This looks like a cool experiment. I see that you reference Peter Cock's bgzf module. Can I ask if you tried implementing virtual offsets using the BAM index? I've wanted to implement something like this in my simplesam module for a while, but am currently using samtools for bam reading.

ADD REPLY • link 8.0 years ago by Matt Shirley 10k

0

Entering edit mode

Thanks Matt!! I must admit, I saw your simplesam module a few days back on another thread and I thought it was awesome, which is why I thought it might be useful to lift out the part of my code that does the BAM reading from another project and make it it's own thing.

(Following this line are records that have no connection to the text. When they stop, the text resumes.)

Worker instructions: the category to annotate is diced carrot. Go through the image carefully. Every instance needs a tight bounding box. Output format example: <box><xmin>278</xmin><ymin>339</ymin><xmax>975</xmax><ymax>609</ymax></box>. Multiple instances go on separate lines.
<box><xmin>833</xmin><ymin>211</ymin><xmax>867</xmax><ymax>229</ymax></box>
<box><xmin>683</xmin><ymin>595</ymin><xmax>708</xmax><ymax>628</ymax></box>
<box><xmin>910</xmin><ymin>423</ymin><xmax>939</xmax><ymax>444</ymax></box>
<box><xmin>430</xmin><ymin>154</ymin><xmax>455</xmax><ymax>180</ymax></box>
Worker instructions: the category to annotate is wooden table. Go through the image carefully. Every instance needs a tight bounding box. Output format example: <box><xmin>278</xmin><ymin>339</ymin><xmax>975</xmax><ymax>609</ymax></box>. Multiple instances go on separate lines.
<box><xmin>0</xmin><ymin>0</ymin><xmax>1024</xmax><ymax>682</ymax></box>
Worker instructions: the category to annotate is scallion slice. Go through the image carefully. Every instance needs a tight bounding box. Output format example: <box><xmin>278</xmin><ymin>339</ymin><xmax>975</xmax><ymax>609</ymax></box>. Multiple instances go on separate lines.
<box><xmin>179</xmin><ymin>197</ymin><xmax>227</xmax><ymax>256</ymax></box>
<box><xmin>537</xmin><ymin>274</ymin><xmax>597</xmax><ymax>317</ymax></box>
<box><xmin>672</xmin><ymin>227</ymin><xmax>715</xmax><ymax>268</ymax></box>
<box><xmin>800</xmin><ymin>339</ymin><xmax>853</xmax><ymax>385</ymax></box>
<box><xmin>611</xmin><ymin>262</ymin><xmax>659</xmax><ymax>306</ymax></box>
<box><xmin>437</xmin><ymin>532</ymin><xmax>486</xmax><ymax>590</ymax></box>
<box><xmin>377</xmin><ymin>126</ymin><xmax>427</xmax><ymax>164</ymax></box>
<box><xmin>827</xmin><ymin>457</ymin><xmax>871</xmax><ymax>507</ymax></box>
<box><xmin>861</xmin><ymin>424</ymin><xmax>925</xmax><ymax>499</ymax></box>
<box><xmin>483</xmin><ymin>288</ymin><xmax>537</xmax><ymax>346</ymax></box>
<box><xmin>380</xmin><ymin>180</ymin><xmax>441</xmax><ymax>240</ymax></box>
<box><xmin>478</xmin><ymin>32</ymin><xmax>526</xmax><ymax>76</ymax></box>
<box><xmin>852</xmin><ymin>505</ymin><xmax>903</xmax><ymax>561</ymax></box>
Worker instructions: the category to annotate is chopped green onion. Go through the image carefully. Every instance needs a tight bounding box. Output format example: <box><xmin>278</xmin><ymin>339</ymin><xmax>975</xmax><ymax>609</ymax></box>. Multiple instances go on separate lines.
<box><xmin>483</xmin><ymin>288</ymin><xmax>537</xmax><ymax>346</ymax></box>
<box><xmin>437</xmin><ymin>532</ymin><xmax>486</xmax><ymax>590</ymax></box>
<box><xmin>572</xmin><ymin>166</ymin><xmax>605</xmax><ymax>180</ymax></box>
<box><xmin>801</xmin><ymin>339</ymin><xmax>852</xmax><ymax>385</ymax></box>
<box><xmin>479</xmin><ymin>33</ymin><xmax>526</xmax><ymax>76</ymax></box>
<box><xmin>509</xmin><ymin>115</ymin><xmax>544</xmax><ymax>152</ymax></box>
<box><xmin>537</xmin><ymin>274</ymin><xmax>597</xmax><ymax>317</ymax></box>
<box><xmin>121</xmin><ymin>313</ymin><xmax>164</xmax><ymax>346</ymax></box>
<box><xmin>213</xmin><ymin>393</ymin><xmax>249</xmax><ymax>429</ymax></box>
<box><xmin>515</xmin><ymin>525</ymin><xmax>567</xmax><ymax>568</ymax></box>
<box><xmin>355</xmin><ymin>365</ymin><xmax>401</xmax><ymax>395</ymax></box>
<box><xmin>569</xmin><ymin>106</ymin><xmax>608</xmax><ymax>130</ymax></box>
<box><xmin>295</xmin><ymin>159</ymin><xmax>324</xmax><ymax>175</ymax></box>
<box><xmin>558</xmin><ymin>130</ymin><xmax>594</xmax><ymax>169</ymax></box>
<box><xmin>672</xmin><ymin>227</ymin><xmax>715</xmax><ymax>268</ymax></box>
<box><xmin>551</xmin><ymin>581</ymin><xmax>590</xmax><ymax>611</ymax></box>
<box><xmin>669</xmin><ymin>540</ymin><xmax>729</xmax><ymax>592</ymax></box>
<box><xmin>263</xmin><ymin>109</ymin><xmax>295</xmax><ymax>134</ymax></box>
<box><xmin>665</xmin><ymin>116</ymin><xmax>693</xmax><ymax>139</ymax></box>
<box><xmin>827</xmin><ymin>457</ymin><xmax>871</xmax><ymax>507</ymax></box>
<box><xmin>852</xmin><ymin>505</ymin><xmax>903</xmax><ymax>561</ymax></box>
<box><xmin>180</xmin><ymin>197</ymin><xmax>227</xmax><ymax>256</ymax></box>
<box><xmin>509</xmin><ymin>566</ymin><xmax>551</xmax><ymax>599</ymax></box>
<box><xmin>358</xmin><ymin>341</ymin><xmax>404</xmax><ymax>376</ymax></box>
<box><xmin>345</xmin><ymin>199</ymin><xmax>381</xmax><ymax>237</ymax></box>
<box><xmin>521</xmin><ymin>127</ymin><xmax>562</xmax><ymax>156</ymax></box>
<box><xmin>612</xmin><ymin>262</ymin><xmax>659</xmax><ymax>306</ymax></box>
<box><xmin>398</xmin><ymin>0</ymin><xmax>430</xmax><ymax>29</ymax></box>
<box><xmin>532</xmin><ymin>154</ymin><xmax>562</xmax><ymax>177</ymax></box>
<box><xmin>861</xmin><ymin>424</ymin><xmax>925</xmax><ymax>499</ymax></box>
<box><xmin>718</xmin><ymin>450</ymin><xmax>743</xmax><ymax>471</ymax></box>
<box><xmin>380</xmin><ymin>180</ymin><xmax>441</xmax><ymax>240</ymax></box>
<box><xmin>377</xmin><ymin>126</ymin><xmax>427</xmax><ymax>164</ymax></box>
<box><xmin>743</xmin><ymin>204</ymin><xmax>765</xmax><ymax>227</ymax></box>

Originally I was going to call it simplebam and then post it under your post saying "maybe you can use something here to remove your samtools dependency?", but then I thought that might be a bit pretentious since my code is very very, er, basic. No unit tests. No integration tests. No documentation. Not even sure SAM data is reported perfectly (I think the pos values are off-by-one and I dont know how the qual values are turned to phred scores). So.. yeah its not exactly done, just a proof of concept that hopefully would get someone else interested in taking it on.

As for making use of the indexes... well, uh, its a real pain. New versions of bgzip make sure compression blocks start and end at the beginning/end of a read, and the header gets its own block too. But older versions (and the data im using to test) doesnt do any of that, so you cant jump to a random block using the virtual offsets and start reading the BAM data because you might be in the middle of a read, and much like a reading-frame issue for DNA, you'll unpack garbage. I mean, you could try and find some tell-tale signs like the QNAME being a string of ASCII followed by a \x00, but its not proper. The only proper way is to use the BAM index (if it exists), which i presume tells you which byte of the uncompressed data a indexed read starts, which you use in conjunction with the virtual offset. That would probably double the amount of code needed, introduce some new bugs, and so if you're going that far things stop being simple. I'm not saying its a bad idea, but it does become a proper project then. Like what if the user doesnt have a .bai? What if the .bai is wrong? What if the data is sorted weird? So because of that, I decided if I wanted to keep things simple I should just dump the BAM data to SQL instead, where there's just 1 proper index, you get better compression, on-the-fly header generation, its writable in-place, etc etc etc etc. That's the bam+ format alluded to in a pybam comment somewhere.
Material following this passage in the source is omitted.